Part 1 - Scenario Design

Youtube’s recommender system is almost entirely meant for its users (customers), so it would make sense to only do one scenario design. There are some interfaces for developers, content creators, and Google staff, however, they do not use the recommender system nearly as much as the end user (video watchers).

Who are the target users?

Youtube is so broad and accessible, it targets basically anybody with a screen that is connected to the internet. At some point, people want to watch a video for entertainment, education, news, music, or basically any other conceivable topic, and they will go to Youtube to find that video. It would be nearly impossible to find someone with an internet connection that hasn’t watched a Youtube video at least once.

What are their key goals?

The goal of the user is to recieve some kind of knowledge or entertainment by watching a video. The user wants to find the video they’re looking for as fast as possible or they want to explore videos of a particular topic and find videos relevant to their search.

How can Youtube help the users accomplish their goals?

Youtube helps users accomplish their goals by making videos easy to find, having relevant suggestions, and by designing a site layout that helps users browse videos quickly.

Youtube helps users find videos by developing a highly efficient and accurate recommender system to suggest videos to the user. Youtube’s (in)famous search algorithms determines which videos come up first on the search results through a system of video selection and ranking that takes in user watching behavior, user topic interests, and user video engagement.

Part 2 - Reverse Engineering

The front-facing interface for Youtube is very lightweight and simple compared to the monstrous back-end infastructure that supports all of Youtube’s services.

When a user visits Youtube they are greeted by a panel of videos suited specifically for their tastes. These videos will be a mix of videos that are relevant to their interests, past videos they have watched recently, and playlists of videos about topics the user has shown interest in. On the left, there is a sidebar that has tabs for trending videos, video history, and broad topics like music, sports, and gaming. These tabs will bring the user to another panel that focuses entirely on one topic and contains videos relevant to the user. At the top, there is a search bar. As the user types in words, Youtube will recommend phrases or words to guide the user in finding the video they’re looking for. In short, Youtube’s user interface gives the user a buffet of videos to browse through and click at their leisure. The space is full of content, but spread out enough as to not be overwhelming.

Underneath this interface is quite the beast of a recommendation system.

Youtube employs a combination of nearest-neighbor search algorithms, deep neural networks, and matrix factorization to select recommended videos and rank them in relevancy. The first layer of their recommendation system is a candidate generation system that takes a user’s Youtube activity history and uses matrix factorization to return a few hundred videos. This first layer takes into account different aspects about the user such as their country of origin, watching habits, topics of interest and creates a list of broadly relevant videos, that is narrowed down from millions of possible videos. The second layer is a ranking system that ranks the few hundred videos by relevancy. This ranking system uses a deep neural network and logistic regression to generate a score that aims to maximize a user’s watch time. Videos are then presented to the user ranked and relevant to their tastes and desires in the moment.
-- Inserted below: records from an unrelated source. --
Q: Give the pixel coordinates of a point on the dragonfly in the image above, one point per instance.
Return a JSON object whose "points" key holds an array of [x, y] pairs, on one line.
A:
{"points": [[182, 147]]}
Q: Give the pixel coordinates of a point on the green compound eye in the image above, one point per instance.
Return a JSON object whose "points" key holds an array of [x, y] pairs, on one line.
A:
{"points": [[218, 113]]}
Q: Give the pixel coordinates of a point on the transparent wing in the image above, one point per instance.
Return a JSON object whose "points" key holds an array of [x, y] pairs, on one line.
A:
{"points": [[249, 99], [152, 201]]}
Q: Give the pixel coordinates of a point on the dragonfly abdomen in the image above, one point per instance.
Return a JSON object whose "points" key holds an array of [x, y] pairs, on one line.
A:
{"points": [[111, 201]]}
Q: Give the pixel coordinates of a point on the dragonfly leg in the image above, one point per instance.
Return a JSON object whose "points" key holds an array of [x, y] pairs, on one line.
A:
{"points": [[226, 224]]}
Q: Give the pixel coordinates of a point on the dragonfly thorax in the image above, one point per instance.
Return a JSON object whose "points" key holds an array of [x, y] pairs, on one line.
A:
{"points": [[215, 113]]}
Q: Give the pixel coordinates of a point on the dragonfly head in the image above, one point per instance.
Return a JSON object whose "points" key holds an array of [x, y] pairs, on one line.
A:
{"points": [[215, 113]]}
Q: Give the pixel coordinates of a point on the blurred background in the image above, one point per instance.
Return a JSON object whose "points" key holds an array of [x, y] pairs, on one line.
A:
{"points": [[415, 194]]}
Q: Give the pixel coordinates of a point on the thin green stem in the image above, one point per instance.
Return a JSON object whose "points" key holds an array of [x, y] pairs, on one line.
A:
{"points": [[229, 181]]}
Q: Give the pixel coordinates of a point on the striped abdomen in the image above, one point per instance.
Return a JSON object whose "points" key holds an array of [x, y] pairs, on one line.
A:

Youtube then tracks the user’s behavior after generating the recommendation to tune their algorithms. Youtube records things like:

  • Which videos did the user watch?
  • How long did they watch the videos?
  • Did the user click away?
  • Did the user continue watching more videos?
  • Did the user pause the video frequently?
  • Did the user search for another video while watching a video?
  • Did the user comment on the video?
  • What did the user say in their comment?

All of this data is fed back into the neural network so it can learn how to provide better recommendations to maximize watch time.

The result of this system is a self-sustaining recommendation machine that recommends videos, records its users, and tunes its parameters to maximize watch time.

Part 3 - Recommendations

Google (and by extension, Youtube) has all the data it could ever need at its fingertips. Google has arguably created the best recommendation algorithms in the world and has extended its expertise to Youtube. There have been very few instances where I have been unable to find a video I was looking for on Youtube. The only recommendations I can really make would be features to the website rather than improvements to the recommendation engine.

That being said, it would be nice for users to be able to create their own topic tags in addition to having the algorithm recommend topics to the user. There are times when I want to explore a very niche topic, but do not want to use the search bar because it only provides the same few videos.

Allowing the user to interface more directly with the recommendation engine would be a good way to maximize customization and specification for the user.